The following definitions are used in the specification of message processing that follows:

  • LocalSMBSession: Contains the SMB state for the SMB/CIFS session established to the domain controller.

  • LocalServerHandle: Contains the RPC context handle representing a SAM RPC server object.

  • LocalDomainHandle: Contains the RPC context handle representing a domain object.

  • LocalUserHandle: Contains the RPC context handle representing a user object.

This task executes as follows:

  1. The server MUST establish an authenticated (2) SMB/CIFS session to the IPC$ share on the DomainController domain controller by invoking [MS-CIFS] section 3.4.4.7, specifying the following parameters:

    • ServerName = DomainController

    • UserCredentials = DomainAccount \ DomainAccountPassword

      Upon success, the server MUST store the result in LocalSMBSession.

  2. The server MUST update the SAM account name with NewSamAccountName using the following steps:

    1. The server MUST bind to the named pipe endpoint \PIPE\samr, as shown in [MS-SAMR] section 2.1.

    2. The server MUST connect to the SAM RPC server on the domain controller using one of the SamrConnect variants.
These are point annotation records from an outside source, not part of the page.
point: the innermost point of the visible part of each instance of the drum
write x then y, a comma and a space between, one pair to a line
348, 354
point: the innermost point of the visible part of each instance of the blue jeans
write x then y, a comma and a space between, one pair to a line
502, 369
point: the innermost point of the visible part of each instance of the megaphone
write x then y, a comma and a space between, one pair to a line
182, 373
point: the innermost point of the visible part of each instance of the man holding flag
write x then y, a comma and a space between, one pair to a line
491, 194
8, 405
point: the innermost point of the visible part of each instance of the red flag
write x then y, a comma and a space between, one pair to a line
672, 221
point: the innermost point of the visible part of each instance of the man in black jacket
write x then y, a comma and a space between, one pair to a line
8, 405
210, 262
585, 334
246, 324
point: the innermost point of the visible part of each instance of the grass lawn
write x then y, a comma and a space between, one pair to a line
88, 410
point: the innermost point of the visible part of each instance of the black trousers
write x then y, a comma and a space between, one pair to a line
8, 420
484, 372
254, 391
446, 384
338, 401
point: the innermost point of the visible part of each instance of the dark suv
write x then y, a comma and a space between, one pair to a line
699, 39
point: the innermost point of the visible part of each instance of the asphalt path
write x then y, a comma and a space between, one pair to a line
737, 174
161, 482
See [MS-SAMR] section 1.7.2 for details about invoking the SamrConnect variants in order to determine the version and method supported by the RPC server. See [MS-SAMR] section 3.1.5.1 for using the Open pattern in the SAM interface.
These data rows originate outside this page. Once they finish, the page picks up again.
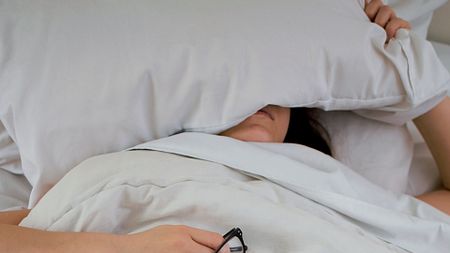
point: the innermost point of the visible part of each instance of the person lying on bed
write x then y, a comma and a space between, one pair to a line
270, 124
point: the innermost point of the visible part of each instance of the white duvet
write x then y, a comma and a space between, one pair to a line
285, 198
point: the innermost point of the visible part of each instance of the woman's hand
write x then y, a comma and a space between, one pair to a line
385, 16
172, 238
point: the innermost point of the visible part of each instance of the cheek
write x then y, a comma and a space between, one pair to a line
283, 125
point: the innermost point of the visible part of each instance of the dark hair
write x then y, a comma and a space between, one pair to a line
306, 130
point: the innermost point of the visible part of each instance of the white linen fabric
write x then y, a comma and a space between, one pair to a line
9, 153
372, 148
417, 12
81, 78
286, 198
      • ServerName = DomainController

      • DesiredAccess = GENERIC_ALL

        Upon success, the server MUST store the result in LocalServerHandle.

    3. The server MUST call SamrLookupDomainInSamServer ([MS-SAMR] section 3.1.5.11.1) to retrieve LocalDomainSID specifying the following parameters:

      • ServerHandle = LocalServerHandle

      • Name = the name of the local machine

    4. The server MUST call SamrOpenDomain ([MS-SAMR] section 3.1.5.1.5) specifying the following parameters:

      • DesiredAccess = GENERIC_ALL

      • DomainId = the domain security identifier (SID) obtained from prior step

        Upon success, the server MUST store the result in LocalDomainHandle.

    5. The server MUST call SamrLookupNamesInDomain ([MS-SAMR] section 3.1.5.11.2) specifying the following parameters:

      • DomainHandle = LocalDomainHandle

      • Names = CurrentSamAccountName

    6. The server MUST call SamrOpenUser ([MS-SAMR] section 3.1.5.1.9) to obtain a handle to the computer account specifying the following parameters:

      • DomainHandle = the domain handle obtained from step 5

      • DesiredAccess = 0x0

      • UserId = the relative ID obtained from prior step

        Upon success, the server MUST store the result in LocalUserHandle.

    7. The server MUST call SamrSetInformationUser ([MS-SAMR] section 3.1.5.6.5) specifying the following parameters:

      • UserHandle = LocalUserHandle

      • UserInformationClass = UserAllInformation ([MS-SAMR] section 2.2.6.28)

      • Buffer = a buffer of type SAMPR_USER_ALL_INFORMATION that contains NewSamAccountName. See [MS-SAMR] section 2.2.6.6 for structure details.

    8. Regardless of whether an error was encountered in any of the preceding calls, any SAM RPC domain controller handles opened MUST be closed using SamrCloseHandle method ([MS-SAMR] section 3.1.5.13.1).

  3. The server MUST disconnect the SMB/CIFS session ([MS-CIFS] section 3.2.4.24), specifying LocalSMBSession.